USS consultation – a pause for thought
Members will have received communications recently from the University and from UCU about the USS’s consultation over proposed changes to our pension. The consultation is a requirement upon USS, and was originally deferred as a result of the outcome of the dispute earlier this year, when it was originally scheduled for June.
One of the important proposals that caused members to vote to freeze our dispute earlier this year, was the creation of the Joint Expert Panel (JEP) that would look into the pension valuation. We therefore don’t recommend that members respond to the USS consultation until the JEP reports. Leeds UCU will be in touch with members again once we have considered the implications of that report, with some recommended responses to the consultation.

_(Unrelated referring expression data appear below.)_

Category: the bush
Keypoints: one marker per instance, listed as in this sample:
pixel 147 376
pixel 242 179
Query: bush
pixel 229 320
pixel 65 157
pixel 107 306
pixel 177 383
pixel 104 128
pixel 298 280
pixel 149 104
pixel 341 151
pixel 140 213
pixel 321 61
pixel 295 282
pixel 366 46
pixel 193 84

There’s no rush – you have until Friday 2nd November to respond to the consultation.
Members who want begin to consider responding to the consultation, or wish to do so before the JEP reports, might wish first to read the recent UCU briefing for members on this issue. And perhaps read Sheffield UCU’s commentary on Twitter here. The questions asked in the consultation cover:
- The removal of the 1% match
- Proposals over contributions above the salary threshold
- Increased contributions shared 35:65 between members and employees respectively
- The size of contribution increases under the cost sharing rule
- Any other comments
Recent new insightful and informative contributions to the discussion around the USS pension include:
An article by Michael Otsuka considering the University of London’s SAUL pension scheme, which is identical in structure and investment context to USS, yet running a surplus for lower contributions.
A twitter thread by National USS negotiator Sam Marsh (University of Sheffield) who demonstrates from USS’s own statistics that our ‘deficit’ is a direct product of de-risking (cancel the de-risking and the scheme would be in £11Bn surplus)
In relation to that last thread, you may be interested to sign a petition calling for full transparency from USS
A recent article in the Times Higher (by the former governor of the Bank of England and a prominent economist / investment officer of an Oxford college) which debunks the ‘deficit’ and says that the USS is perfectly healthy (unpaywalled version here). Sam Marsh focusses on choice aspects of that article here.
You might also wish to go to the University’s consultation on 20th September and ask questions that arise from your reading of these recent revelations.